Using found family snapshots, I create an ephemeral atmosphere, extending the singularity of the figure into a spatial field. Implied space and rendered form in cut and paste collage, these compositions are a celebration of a memory that is now dissolved through thoughtful layers of contemporary media, both digital and analog.
A wave of melancholy washed over me when I realizedthe sheer volume of displaced family photographs for sale on eBay. All of these faces lost to history; never to be reunited with their families and destined to remain nameless.
To whom did these people belong? Evidence of a life but what to make of it now? Over a few months I accumulated an extraordinary inventory of the North American vernacular experience in the 20th century. As I sorted photographs, I noticed reoccurring themes. Mothers with new babies, newlyweds cutting their wedding cake, the portrait of the soldier in uniform, homeowners standing proudly in front of new homes, friends in casual groups of three, four, and women standing alone.

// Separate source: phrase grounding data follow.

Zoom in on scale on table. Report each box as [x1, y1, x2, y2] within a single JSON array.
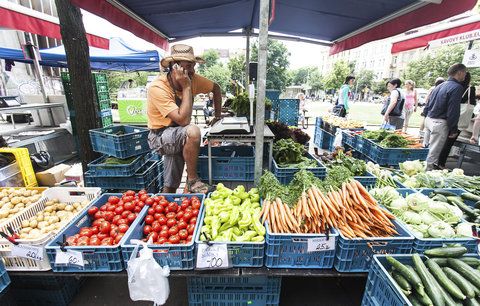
[[0, 96, 21, 108], [209, 116, 251, 134]]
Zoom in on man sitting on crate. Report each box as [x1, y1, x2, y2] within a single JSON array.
[[147, 44, 222, 193]]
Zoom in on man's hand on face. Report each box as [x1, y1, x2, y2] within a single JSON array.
[[172, 63, 191, 89]]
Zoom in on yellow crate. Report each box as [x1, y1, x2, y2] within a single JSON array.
[[0, 148, 37, 187]]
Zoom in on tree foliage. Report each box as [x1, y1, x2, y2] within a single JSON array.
[[355, 69, 375, 91], [372, 79, 388, 95], [106, 71, 149, 94], [228, 54, 246, 84], [290, 67, 316, 85], [201, 64, 231, 94], [197, 49, 220, 74], [251, 39, 290, 91], [307, 68, 323, 92], [323, 60, 352, 91]]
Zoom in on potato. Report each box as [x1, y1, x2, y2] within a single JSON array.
[[45, 201, 54, 207], [36, 215, 44, 222], [37, 221, 48, 229], [64, 205, 74, 212], [20, 227, 32, 234], [73, 202, 80, 209], [21, 220, 29, 227], [29, 219, 38, 228], [56, 203, 66, 210], [31, 190, 39, 195]]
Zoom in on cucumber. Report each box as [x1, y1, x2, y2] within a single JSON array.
[[413, 291, 433, 306], [475, 200, 480, 209], [413, 254, 445, 306], [447, 258, 480, 289], [392, 271, 412, 293], [447, 197, 477, 217], [387, 256, 425, 296], [432, 189, 459, 197], [426, 259, 466, 300], [431, 258, 449, 266], [424, 246, 468, 258], [465, 298, 480, 306], [432, 194, 449, 202], [443, 267, 476, 299], [408, 294, 423, 306], [460, 257, 480, 267], [461, 192, 480, 202]]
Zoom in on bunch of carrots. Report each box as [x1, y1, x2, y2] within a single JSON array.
[[394, 131, 424, 149], [260, 179, 398, 238]]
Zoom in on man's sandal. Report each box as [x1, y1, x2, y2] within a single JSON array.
[[186, 178, 214, 194]]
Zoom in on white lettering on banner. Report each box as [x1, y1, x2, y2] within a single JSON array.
[[55, 250, 85, 267], [463, 49, 480, 68], [196, 243, 229, 269], [126, 105, 147, 116], [11, 244, 43, 261], [307, 237, 336, 253], [430, 29, 480, 49]]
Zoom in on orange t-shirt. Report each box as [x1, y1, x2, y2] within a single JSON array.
[[147, 74, 214, 129]]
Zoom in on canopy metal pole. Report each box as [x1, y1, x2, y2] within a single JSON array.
[[245, 27, 251, 89], [25, 41, 49, 102], [254, 0, 269, 184]]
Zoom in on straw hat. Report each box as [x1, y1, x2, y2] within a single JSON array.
[[160, 44, 205, 69]]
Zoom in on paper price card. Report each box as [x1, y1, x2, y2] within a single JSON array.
[[307, 237, 336, 253], [11, 244, 43, 261], [55, 250, 85, 267], [196, 243, 229, 269]]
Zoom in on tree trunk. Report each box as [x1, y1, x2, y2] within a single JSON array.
[[55, 0, 99, 171]]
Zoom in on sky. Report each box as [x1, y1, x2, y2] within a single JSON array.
[[81, 11, 329, 69]]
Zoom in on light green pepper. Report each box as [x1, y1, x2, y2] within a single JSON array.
[[228, 207, 240, 226], [252, 218, 266, 236], [249, 193, 260, 203], [229, 195, 241, 205], [218, 211, 230, 223], [251, 236, 265, 242]]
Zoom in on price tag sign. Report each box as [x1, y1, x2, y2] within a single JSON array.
[[307, 237, 336, 253], [11, 244, 43, 261], [55, 250, 84, 267], [196, 243, 229, 269]]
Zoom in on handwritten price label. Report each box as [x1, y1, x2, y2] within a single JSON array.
[[11, 244, 43, 261], [55, 250, 84, 267], [307, 237, 336, 253], [196, 243, 229, 269]]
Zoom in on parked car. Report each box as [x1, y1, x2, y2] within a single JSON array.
[[416, 88, 428, 107]]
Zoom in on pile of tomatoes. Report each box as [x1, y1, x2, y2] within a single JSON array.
[[65, 190, 153, 246], [142, 195, 201, 245]]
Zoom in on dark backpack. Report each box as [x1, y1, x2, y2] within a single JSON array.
[[381, 89, 404, 117]]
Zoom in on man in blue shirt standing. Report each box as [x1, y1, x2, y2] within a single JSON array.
[[423, 63, 467, 170]]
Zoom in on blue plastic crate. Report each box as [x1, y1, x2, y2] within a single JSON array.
[[195, 208, 265, 267], [315, 129, 335, 151], [356, 136, 372, 156], [187, 276, 281, 306], [197, 146, 255, 181], [273, 152, 326, 184], [341, 130, 359, 148], [276, 99, 299, 127], [85, 160, 159, 190], [334, 218, 414, 272], [87, 152, 152, 177], [122, 193, 204, 270], [364, 139, 429, 166], [45, 193, 138, 272], [266, 90, 281, 100], [354, 171, 377, 188], [0, 260, 9, 294], [89, 125, 150, 158], [315, 117, 322, 130], [313, 127, 323, 148], [265, 223, 338, 269]]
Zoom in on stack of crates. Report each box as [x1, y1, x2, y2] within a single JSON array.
[[85, 125, 163, 193], [61, 72, 113, 129], [0, 148, 37, 187]]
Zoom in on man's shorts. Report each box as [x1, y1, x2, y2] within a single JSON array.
[[148, 126, 188, 189]]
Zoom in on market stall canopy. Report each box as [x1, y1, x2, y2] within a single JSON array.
[[0, 38, 161, 72], [71, 0, 476, 54], [0, 0, 109, 49], [391, 15, 480, 53]]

So many women standing alone; it piqued my curiosity. Through who’s gaze were these women photographed? Who stood behind the camera? Her lover? Best friend? Sister? I have a surprising amount of wallet-sized photographs, which makes perfect sense considering the context. These were carried in, presumably, men’s wallets as they traveled to remote crossings in times of war. It is not a stretch to imagine an exchange fraught with emotion and tension as a soldier left the comforts of home. The subject of the photograph offering it at the risk of being rejected, anxious he would accept or flattered when asked. The paramour hoping she would agree to award the privilege of her miniature smile.
As a childless only child, it sent a chill through me that these people were lost to time. My family photographs will surely meet the same fate. With no one to pass them on to, what else could happen to the images of my beloveds but to end up for sale in a lot with hundreds of others.
This realization could have sent me into an existential panic, paralyzing me in my tracks or I could turn this moment of contemplation into something tangible.
I chose the latter. My intention with this new body of work is to reclaim through art and collage the women standing alone. To celebrate their lasting spirit captured by one decisive moment on film in what, we can only assume, was a full life much like our own. It is all we have left of them; what was caught by the click of the shutter.
Many artists use found photographs in their work but altering the original artifact remains crucial to my process. Using a laser cutter, the photographs are (as gently as humanly possible) cut with a pattern overlay. The bits that fall away are collected and used as collage materials to be worked back into the piece in an effort to make the image whole again.